Thorac Cardiovasc Surg 2013; 61 - OP249
DOI: 10.1055/s-0032-1332488

Prevention of poststernotomy wound infections in obese patients by negative pressure wound therapy

O Grauhan 1, A Navasardyan 1, M Hofmann 1, P Müller 1, J Stein 1, R Hetzer 1
  • 1Deutsches Herzzentrum Berlin, Berlin, Germany

Objective: Patients who develop sternal wound infections (SWI) following median sternotomy experience worse clinical outcomes and require longer and more costly care than patients without this complication. The majority of SWI in obese patients are triggered by the breakdown of skin sutures and subsequent seepage of skin flora. The purpose of this study was to evaluate negative pressure wound dressing treatment (NPWT) for the prevention of SWI. We hypothesized that NPWT for 6 – 7 days applied immediately after skin closure reduces the numbers of wound infections by skin flora.

Methods: In a prospective study 177 consecutive obese patients (BMI ≥30) with cardiac surgery performed via median sternotomy were analyzed. In the NPWT group (n = 102) a foam dressing (Prevena™, KCI, Wiesbaden, Germany; therapy costs: 350€/patient) was placed immediately after skin suturing and negative pressure of -125 mmHg was applied for 6 to 7 days. In the control group (n = 75) conventional wound dressings were used. Primary endpoint was wound infection within 90 days. Wound infections were defined on the basis of the criteria of the US Centers for Disease Control and Prevention (CDC). Mann-Whitney U-test and Fisher's exact test were used.
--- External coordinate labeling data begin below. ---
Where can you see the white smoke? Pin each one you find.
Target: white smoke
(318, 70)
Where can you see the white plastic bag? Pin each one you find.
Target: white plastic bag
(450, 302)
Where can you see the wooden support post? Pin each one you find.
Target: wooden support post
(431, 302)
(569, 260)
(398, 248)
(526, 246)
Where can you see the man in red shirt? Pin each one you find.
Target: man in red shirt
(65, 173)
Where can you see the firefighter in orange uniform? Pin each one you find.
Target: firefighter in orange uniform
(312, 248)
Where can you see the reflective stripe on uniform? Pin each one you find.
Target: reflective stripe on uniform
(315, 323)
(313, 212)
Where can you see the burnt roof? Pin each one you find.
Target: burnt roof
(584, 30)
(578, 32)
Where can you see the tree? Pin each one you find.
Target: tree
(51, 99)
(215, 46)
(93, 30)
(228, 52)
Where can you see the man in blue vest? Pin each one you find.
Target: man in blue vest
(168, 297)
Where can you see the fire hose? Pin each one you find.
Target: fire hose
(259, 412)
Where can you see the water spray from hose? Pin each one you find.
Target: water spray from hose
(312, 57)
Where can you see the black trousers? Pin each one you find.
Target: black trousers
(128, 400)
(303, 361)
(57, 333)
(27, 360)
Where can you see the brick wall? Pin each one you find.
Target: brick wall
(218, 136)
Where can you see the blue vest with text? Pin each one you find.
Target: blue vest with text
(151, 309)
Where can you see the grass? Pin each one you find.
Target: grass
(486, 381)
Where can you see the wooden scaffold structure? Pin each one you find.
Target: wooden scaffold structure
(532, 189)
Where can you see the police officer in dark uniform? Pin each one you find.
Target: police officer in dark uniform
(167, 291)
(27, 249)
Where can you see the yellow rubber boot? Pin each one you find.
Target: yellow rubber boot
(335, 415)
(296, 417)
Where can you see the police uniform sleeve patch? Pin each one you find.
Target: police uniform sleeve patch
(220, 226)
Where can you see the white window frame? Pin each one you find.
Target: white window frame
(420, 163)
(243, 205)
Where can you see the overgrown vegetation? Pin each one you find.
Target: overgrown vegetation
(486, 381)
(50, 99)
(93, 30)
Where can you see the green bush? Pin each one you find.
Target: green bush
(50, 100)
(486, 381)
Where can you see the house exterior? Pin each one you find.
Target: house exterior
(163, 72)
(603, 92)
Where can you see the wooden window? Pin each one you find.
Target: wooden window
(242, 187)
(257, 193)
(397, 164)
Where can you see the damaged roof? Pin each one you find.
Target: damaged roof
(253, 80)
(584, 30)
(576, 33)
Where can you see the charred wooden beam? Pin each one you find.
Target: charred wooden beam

Results: Preoperative patient characteristics, comorbidities, SWI risk factors and procedure-related variables were comparable between NPWT group and control group (all p>.05). Four out of 102 (3.9%) patients with continuous NPWT suffered from wound infections compared to 12 out of 75 (16%) patients with conventional sterile wound dressing (p < 0.02). Wound infections with Gram positive skin flora were found in only one patient in the NPWT group compared to 10 patients in the control group (p < 0.01). Patients with SWI (n = 16) had to be treated by surgical debridement and secondary wound closure or by repeated revisions, including VAC therapy, resulting in an extended median overall length of hospital stay (32.5 d vs. 15.5 d) and additional therapy costs of about 9.000€ per case.

Conclusions: Negative pressure wound therapy (NPWT) over clean, closed incisions for the first 6 to 7 postoperative days significantly reduces the incidence of wound infection after median sternotomy (from 16% to 3.9%) in this high-risk group of obese patients. Considering the reduction of SWI rate and the additional therapy costs caused by SWI, negative pressure wound therapy is also cost-effective in this high-risk group of patients.